Quelle politique énergétique pour le Japon ? Obsédé par la question de ses ressources, l’Ar­chipel s’évertue depuis les débuts de sa crois­sance à ne pas mettre ses oeufs dans le même panier. Il s’est fabriqué un “mix énergétique”, dont il dose les différents composants au gré de la conjoncture et de ses besoins. Jusqu’au 11 mars 2011, le Japon pondérait des énergies fossiles avec de l’énergie nucléaire sans se soucier beaucoup des énergies renouvelables (hormis l’énergie hydraulique). La catastrophe de Fukushima a remis en cause ces beaux calculs, l’obligeant à subitement fermer son parc atomique. Pour un temps seulement ? Le ministère de l’Industrie (METI) vient de publier son objectif de “mix” à l’horizon 2030, étonnamment similaire à celui de 2010 : outre un retour du nucléaire au même niveau, les énergies fossiles se maintiendront dans la même fourchette, à 56% du total. Seule la part des énergies renouvelables, à 22-24%, change très sensiblement par rapport à 1990 - mais assez peu (+8%) par rapport à aujourd’hui. Le nom de cette politique : “S+3E”, pour Sécurité, Efficacité Économique, Environnement et Énergie approvisionnée.

PLAN B

Le professeur Takeo Kikkawa, de l’université des Sciences, a sa propre idée sur la politique du Japon en la matière. « Sécurité ? Alors il faudrait réduire à 15% le parc nucléaire et le recomposer avec des réacteurs dernier cri. Économie ? Alors il faut réduire les coûts d’approvisionnement, énormes, des énergies fossiles. Environnement ? Alors transférons nos technologies de charbon « propre » vers les pays en développement. Approvisionnement ? Alors portons les énergies renouvelables, les plus faciles à atteindre à 30% du mix », exhorte-t-il.

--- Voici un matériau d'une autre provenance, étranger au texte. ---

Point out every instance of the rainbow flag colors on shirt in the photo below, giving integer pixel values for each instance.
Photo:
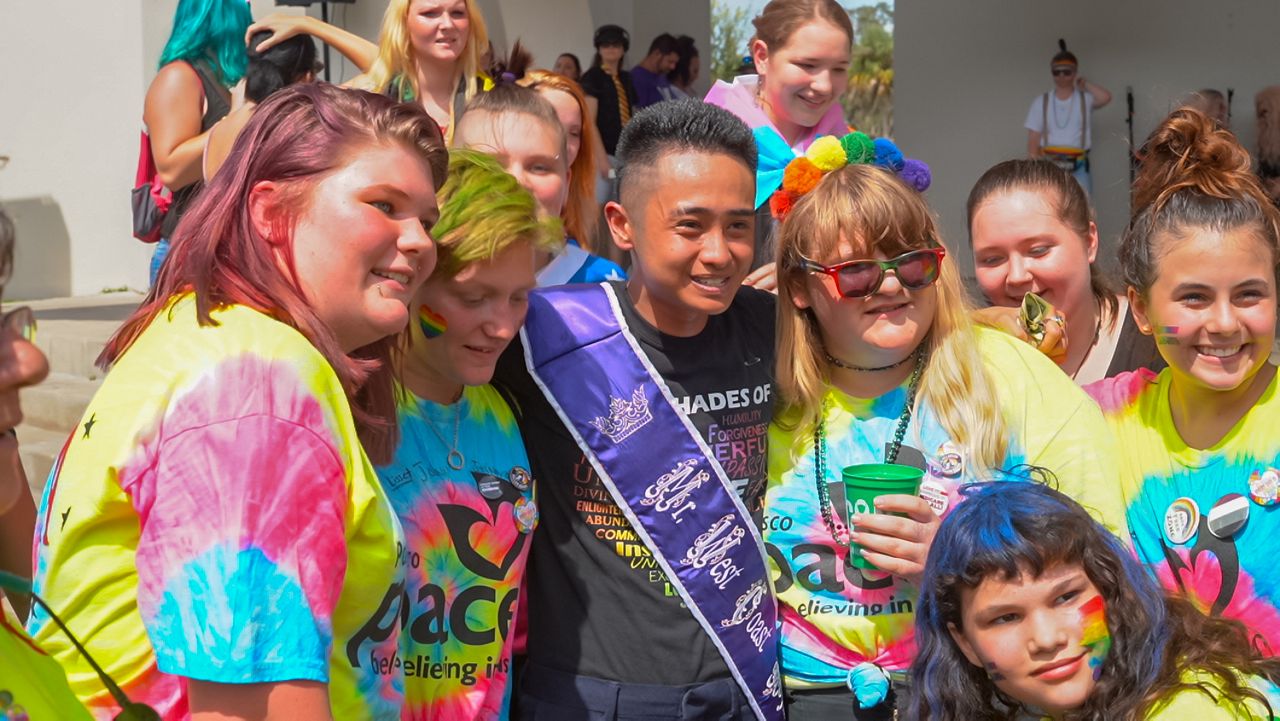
(1237, 575)
(836, 615)
(467, 533)
(215, 518)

Au METI, on explique ces choix stratégiques par la nécessité. « Nous devons composer avec trois faits, explique un porte-parole de l’Agence des Res­sources Naturelles et de l’Énergie nippone : un faible taux d’autosuffisance (8%), des coûts d’énergie élevés et un objectif élevé de réduction d’émis­sions de gaz à effet de serre ». Ces points, toujours présentés comme des vérités d’Évangile qui conditionneraient la politique japonaise, sont tous contestables : la plupart des pays n’ont pas de ressources naturelles non plus et ne suivent pourtant pas la même politique ; les coûts d’énergie sont élevés du fait de problèmes structurels que le Japon s’est lui-même créés ; et l’objectif de réduction des gaz à effet de serre, de 18% d’ici 2030 par rapport au niveau de 1990, n’est pas ambitieux (- 40% pour l’Union Européenne). Même la soi-disant particularité japonaise du « mix » ne lui est pas propre. La plupart des pays multiplient les sources (les États-Unis par exemple). La seule vraie particularité du Japon est d’être une île, géographiquement isolée des autres pays, par conséquent incapable de se relier à un improbable « grid asiatique ». Mais même cette particularité n’est pas une fatalité. Si le pays choisissait de cultiver de meilleures relations diplomatiques avec son voisin russe, par exemple, il pourrait, à l’instar de l’Allemagne, se « rebrancher » à lui...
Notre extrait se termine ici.